Photosynthesis, a process catalysed by plants, algae and cyanobacteria converts sunlight to energy thus sustaining all higher life on Earth. Two large membrane protein complexes, photosystem I and II (PSI and PSII), act in series to catalyse the light-driven reactions in photosynthesis. PSII catalyses the light-driven water splitting process, which maintains the Earth’s oxygenic atmosphere.
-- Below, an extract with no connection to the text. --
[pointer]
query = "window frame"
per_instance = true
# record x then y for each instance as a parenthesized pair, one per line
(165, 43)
In this process, the oxygen-evolving complex (OEC) of PSII cycles through five states, S0 to S4, in which four electrons are sequentially extracted from the OEC in four light-driven charge-separation events. Here we describe time resolved experiments on PSII nano/microcrystals from Thermosynechococcus elongatus performed with the recently developed technique of serial femtosecond crystallography. Structures have been determined from PSII in the dark S1 state and after double laser excitation (putative S3 state) at 5 and 5.5 Å resolution, respectively. The results provide evidence that PSII undergoes significant conformational changes at the electron acceptor side and at the Mn4CaO5 core of the OEC. These include an elongation of the metal cluster, accompanied by changes in the protein environment, which could allow for binding of the second substrate water molecule between the more distant protruding Mn (referred to as the ‘dangler’ Mn) and the Mn3CaOx cubane in the S2 to S3 transition, as predicted by spectroscopic and computational studies. This work shows the great potential for time-resolved serial femtosecond crystallography for investigation of catalytic processes in biomolecules.